The simplest way to investigate is to use the -fastqout_notmerged_fwd and -fastqout_notmerged_rev options to get the pairs which did not merge, then (if needed) use fastx_subsample to get a small subset for manual investigation. See trouble-shooting merging for details.

If reads are failing to merge for two or more different reasons, then you can use the tabbedout file to get the subset of reads that is failing for one of those reasons, which may be convenient for further analysis in challenging cases.
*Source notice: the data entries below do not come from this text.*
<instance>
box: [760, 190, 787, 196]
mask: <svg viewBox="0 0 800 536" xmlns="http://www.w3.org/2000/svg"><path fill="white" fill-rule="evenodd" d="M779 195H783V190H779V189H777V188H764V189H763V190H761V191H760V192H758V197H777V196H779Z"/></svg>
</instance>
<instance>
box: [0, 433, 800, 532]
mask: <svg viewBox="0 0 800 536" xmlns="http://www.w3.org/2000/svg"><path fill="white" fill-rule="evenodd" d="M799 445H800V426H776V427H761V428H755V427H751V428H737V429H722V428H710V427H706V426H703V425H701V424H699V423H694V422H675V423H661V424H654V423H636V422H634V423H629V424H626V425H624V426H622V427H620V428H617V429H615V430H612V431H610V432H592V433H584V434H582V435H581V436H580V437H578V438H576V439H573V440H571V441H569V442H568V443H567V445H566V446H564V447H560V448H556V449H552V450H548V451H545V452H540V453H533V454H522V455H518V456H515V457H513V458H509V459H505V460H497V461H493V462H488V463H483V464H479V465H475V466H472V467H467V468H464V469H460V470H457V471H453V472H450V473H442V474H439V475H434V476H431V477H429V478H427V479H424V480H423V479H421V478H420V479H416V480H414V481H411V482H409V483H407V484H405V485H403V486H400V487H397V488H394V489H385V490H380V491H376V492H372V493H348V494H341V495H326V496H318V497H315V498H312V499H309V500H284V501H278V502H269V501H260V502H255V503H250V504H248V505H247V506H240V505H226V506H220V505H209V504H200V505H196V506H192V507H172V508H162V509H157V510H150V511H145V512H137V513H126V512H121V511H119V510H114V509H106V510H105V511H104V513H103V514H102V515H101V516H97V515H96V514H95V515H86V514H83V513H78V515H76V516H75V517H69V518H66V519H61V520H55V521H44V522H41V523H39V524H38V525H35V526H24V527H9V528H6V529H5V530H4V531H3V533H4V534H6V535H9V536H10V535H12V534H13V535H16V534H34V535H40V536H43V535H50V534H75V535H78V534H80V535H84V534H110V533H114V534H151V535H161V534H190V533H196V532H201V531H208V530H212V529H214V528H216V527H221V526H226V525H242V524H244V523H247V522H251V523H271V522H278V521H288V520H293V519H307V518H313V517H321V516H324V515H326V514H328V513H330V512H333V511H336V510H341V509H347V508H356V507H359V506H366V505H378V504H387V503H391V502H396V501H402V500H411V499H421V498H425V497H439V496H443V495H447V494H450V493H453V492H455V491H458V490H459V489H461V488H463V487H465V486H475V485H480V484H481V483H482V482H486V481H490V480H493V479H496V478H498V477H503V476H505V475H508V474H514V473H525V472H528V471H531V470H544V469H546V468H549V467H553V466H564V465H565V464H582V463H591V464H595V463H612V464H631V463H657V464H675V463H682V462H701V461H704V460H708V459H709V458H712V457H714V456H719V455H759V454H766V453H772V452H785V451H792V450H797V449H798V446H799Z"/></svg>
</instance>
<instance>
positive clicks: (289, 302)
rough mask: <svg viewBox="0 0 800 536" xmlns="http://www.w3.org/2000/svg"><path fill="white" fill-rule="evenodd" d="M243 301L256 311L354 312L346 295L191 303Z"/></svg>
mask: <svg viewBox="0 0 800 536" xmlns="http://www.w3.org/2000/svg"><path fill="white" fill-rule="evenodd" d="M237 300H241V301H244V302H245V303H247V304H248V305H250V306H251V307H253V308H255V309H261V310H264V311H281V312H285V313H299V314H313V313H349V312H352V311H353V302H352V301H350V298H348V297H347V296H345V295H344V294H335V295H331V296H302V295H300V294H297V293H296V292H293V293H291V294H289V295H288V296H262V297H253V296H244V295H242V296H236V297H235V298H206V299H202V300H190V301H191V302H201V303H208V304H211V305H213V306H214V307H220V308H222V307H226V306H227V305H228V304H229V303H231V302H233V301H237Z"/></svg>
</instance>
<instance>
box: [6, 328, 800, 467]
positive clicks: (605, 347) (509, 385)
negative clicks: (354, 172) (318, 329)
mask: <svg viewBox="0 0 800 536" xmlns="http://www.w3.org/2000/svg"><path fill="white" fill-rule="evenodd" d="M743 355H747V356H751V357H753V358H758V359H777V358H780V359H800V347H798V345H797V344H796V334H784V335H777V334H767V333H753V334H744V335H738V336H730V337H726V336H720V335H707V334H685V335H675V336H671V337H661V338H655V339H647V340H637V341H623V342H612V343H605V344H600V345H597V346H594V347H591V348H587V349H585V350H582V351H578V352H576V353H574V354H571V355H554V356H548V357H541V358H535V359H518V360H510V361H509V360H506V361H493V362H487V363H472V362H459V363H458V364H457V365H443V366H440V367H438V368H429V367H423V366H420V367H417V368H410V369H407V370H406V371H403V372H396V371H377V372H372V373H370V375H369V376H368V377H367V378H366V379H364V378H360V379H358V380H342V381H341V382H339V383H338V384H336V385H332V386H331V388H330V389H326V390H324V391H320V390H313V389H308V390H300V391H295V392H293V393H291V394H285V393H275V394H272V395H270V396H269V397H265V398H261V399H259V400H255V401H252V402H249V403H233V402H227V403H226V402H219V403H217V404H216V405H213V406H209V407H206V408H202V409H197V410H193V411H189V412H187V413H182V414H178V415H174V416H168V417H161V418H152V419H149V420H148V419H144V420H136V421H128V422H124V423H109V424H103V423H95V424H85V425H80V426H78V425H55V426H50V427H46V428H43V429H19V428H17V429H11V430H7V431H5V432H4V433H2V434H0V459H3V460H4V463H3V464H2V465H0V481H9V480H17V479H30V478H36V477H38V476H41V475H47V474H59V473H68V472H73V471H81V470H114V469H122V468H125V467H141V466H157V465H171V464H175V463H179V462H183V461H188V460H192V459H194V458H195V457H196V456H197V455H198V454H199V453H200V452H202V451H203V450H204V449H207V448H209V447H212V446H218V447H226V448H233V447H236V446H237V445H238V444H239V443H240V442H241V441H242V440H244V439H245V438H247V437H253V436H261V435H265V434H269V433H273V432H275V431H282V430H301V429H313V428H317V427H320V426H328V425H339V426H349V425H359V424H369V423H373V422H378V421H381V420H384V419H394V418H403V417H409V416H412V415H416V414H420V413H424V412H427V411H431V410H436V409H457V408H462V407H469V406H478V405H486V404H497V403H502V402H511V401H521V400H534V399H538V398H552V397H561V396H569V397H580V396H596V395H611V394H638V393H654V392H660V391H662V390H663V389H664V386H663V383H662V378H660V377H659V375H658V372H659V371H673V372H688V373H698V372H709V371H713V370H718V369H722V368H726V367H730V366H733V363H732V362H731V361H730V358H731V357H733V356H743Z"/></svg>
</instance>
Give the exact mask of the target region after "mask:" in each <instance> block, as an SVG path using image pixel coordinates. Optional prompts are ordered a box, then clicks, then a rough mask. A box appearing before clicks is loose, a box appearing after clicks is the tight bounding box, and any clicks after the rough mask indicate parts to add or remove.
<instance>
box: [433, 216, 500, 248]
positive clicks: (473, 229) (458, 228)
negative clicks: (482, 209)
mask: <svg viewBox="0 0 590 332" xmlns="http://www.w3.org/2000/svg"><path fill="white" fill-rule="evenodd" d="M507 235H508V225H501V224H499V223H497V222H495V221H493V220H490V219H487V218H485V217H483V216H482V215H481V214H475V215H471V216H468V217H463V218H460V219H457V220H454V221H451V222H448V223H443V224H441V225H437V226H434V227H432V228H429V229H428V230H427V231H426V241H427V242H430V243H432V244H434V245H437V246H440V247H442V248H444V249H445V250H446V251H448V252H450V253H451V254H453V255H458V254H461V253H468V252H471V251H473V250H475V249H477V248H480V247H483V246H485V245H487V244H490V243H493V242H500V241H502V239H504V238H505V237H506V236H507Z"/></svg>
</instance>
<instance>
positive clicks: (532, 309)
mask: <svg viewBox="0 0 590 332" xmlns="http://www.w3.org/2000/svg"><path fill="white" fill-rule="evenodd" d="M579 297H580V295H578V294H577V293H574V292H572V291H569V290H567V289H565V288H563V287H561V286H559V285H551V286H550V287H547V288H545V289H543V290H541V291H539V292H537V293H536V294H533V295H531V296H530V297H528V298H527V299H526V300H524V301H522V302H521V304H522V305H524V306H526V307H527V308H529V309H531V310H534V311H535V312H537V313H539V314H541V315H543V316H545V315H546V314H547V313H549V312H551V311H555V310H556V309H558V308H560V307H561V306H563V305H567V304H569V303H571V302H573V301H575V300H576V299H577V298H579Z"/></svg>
The format of the tabbedout file is not documented in detail (and is subject to change in future usearch builds), but is fairly self-explanatory. Each read pair is one line in the file. The read label is the first field (truncated at the first space). Subsequent fields are separated by tabs. Each field reports the results of one step in the merging process, for example:

M00967:15:000000000-A2G1J:1:1101:18083:3926 aln=123-128-121 diffs=15 toomanydiffs result=notmerged

This shows that the pair failed to merge because there were too many (15) mismatches in the alignment. To get the read labels for all the reads that failed to merge for this reason, you can do this:

grep toomanydiffs tabbedout.txt | cut -f1 > toomanydiffs.labels

Then, to get the reads:

usearch -fastx_getseqs myreads_R1.fasta -labels toomanydiffs.labels -trunclabels -fastqout fwd.fq
usearch -fastx_getseqs myreads_R2.fasta -labels toomanydiffs.labels -trunclabels -fastqout rev.fq

The -trunclabels option is needed with typical Illumina reads because otherwise the labels will fail to match due to the suffixes 1:N:0.... and 2:N:0...  which are added to the labels for the R1 and R2 reads, respectively.

Now you have a test set of read pairs which you can use to investigate further.